A man charged with running a $4 million-a-year international sports-betting ring out of a Long Island bar once came close to pulling off the biggest robbery in U.S. history – a $1.2 billion securities heist, authorities said.
In 1987, Carmine Morreale, 44, of Seaford, a businessman who now operates a Chicken Holiday restaurant in North Massapequa, was nabbed by the FBI and NYPD on a Manhattan street with a gun in his hand – about to rob an armored car, sources said.
The heist would have been the largest securities robbery in U.S. history and perhaps the largest criminal enterprise ever.
But the FBI had surveillance in place at a bar that Morreale then operated in Queens and got wind of the plan, said retired FBI Agent Walter Carroll, who had the case and was there for the arrest of Morreale and two others.
Just before 7 a.m. May 28, 1987, Morreale and alleged accomplice Richard Cognata donned ski masks and pulled out pistols as they approached guards of a Loomis armored car.
The guards were pushing a cart loaded with four sacks that were filled with piles of valuable securities – many of which were payable to the bearer.
“They were wearing ski masks, they had their guns out. It could have been the largest securities robbery in the whole country,” Carroll said.
An army of undercover cops and feds swarmed in and busted Morreale and his cohort on federal weapons and robbery-conspiracy charges before they could get their hands on the loot.
“They gave it up,” and no shots were fired, Carroll said.
One of the guards, Reinaldo Aponte-Gonzales, 30, of Queens, was also charged as an accomplice but told a jury Morreale was a mobster who forced him into the scheme, said Carroll, and a jury acquitted him.
Aponte-Gonzales had been a customer in Morreale’s Queens bar, Carroll said. Authorities never found evidence that Morreale was involved with the mob, Carroll said.
Carroll said Morreale “never gave up anybody. He took his plea” and was given eight years behind bars.

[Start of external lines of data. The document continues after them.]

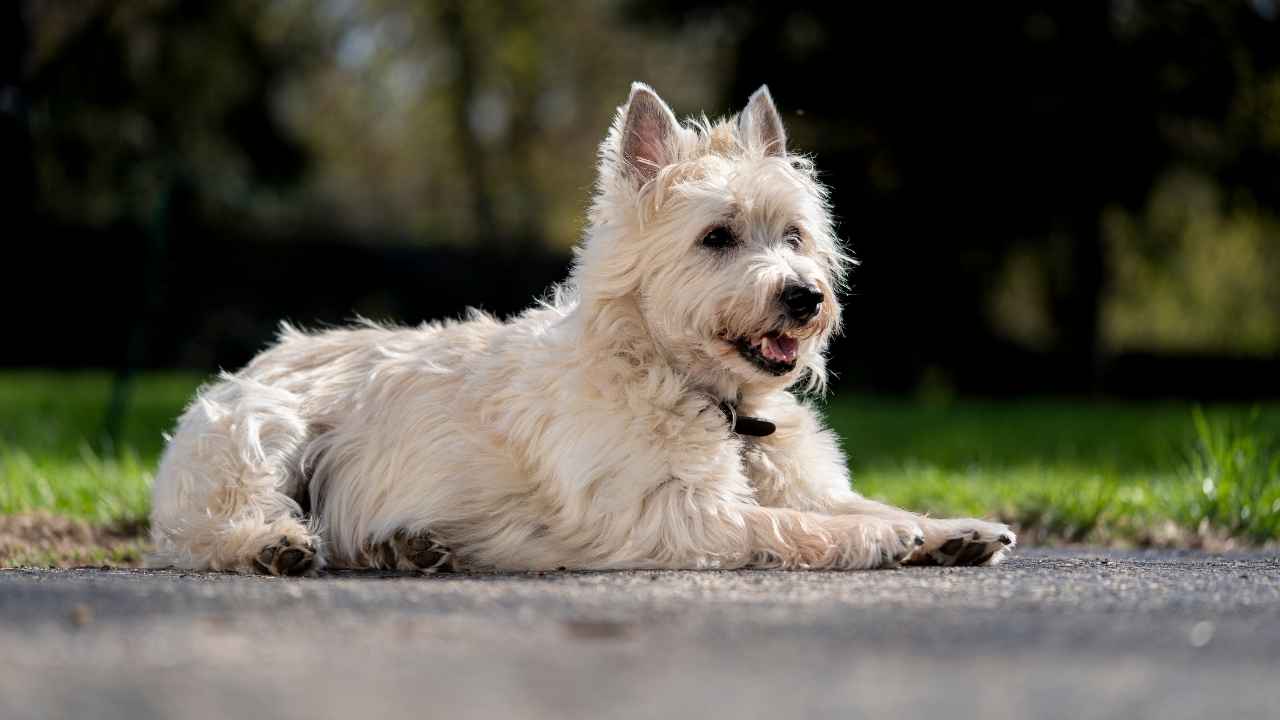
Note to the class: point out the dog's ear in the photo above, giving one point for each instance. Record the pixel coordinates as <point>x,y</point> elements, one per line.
<point>762,126</point>
<point>648,133</point>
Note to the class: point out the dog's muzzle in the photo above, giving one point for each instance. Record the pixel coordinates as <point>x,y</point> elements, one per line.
<point>801,301</point>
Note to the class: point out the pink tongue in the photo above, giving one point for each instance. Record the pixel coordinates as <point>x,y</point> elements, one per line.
<point>780,347</point>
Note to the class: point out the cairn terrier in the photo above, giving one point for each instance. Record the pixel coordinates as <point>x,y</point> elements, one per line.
<point>648,414</point>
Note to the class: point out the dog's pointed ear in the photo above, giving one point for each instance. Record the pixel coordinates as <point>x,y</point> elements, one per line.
<point>762,126</point>
<point>648,133</point>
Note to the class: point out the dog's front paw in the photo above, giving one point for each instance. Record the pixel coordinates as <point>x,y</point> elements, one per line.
<point>287,557</point>
<point>964,542</point>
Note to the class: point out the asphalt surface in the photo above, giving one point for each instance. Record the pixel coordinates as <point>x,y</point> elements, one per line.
<point>1048,634</point>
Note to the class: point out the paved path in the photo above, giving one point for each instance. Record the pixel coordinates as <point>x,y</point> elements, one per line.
<point>1050,634</point>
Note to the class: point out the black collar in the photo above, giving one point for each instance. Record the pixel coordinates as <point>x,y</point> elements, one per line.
<point>746,424</point>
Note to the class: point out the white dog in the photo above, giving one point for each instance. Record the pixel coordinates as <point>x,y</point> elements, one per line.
<point>638,418</point>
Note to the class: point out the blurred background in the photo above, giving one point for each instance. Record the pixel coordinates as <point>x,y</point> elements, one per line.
<point>1047,197</point>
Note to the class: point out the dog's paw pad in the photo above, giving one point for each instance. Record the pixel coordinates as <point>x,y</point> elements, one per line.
<point>284,557</point>
<point>419,552</point>
<point>968,551</point>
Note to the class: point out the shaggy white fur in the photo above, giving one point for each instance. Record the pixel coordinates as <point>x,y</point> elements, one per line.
<point>586,432</point>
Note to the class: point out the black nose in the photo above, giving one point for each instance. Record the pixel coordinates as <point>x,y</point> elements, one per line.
<point>801,301</point>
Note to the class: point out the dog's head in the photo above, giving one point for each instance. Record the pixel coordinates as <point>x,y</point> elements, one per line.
<point>721,236</point>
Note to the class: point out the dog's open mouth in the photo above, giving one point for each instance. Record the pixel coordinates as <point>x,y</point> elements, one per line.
<point>773,352</point>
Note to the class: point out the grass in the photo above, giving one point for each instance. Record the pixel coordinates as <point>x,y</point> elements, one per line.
<point>1061,469</point>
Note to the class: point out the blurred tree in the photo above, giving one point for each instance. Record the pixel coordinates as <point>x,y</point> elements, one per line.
<point>954,133</point>
<point>129,98</point>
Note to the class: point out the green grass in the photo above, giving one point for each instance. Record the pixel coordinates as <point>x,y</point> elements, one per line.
<point>1063,470</point>
<point>1074,470</point>
<point>54,455</point>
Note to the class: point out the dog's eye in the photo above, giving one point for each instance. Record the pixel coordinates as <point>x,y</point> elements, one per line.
<point>792,236</point>
<point>720,238</point>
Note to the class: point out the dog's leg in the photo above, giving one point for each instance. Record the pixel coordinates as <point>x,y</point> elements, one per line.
<point>795,540</point>
<point>803,468</point>
<point>223,496</point>
<point>963,541</point>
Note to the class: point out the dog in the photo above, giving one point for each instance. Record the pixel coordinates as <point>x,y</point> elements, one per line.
<point>648,413</point>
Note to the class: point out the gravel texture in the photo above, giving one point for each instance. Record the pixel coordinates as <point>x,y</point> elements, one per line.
<point>1075,633</point>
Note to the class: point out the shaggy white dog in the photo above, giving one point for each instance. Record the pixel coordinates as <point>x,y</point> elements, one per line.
<point>638,418</point>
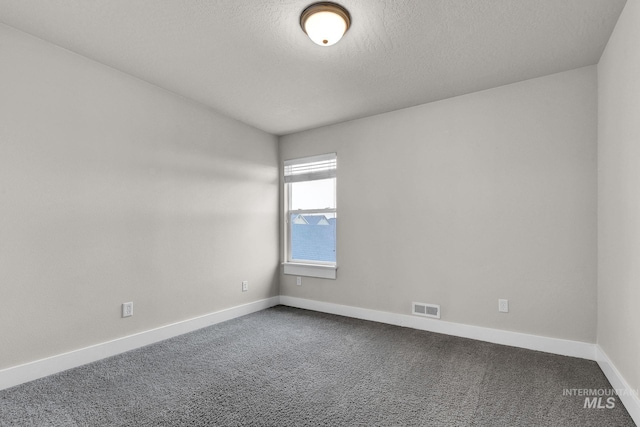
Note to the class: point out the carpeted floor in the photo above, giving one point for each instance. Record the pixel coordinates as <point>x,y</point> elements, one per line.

Cognata was also sent to jail, Carroll said.
Morreale later prospered on Long Island as the operator of a chicken eatery, a bar and – according to last Monday’s charges – a sports-betting ring.
“I don’t know too many people who carry $60,000 in cash in their cars and another $110,000 in cash in his mother’s house,” said Nassau prosecutor Joseph Dompkowski. “That’s a lot of chickens.”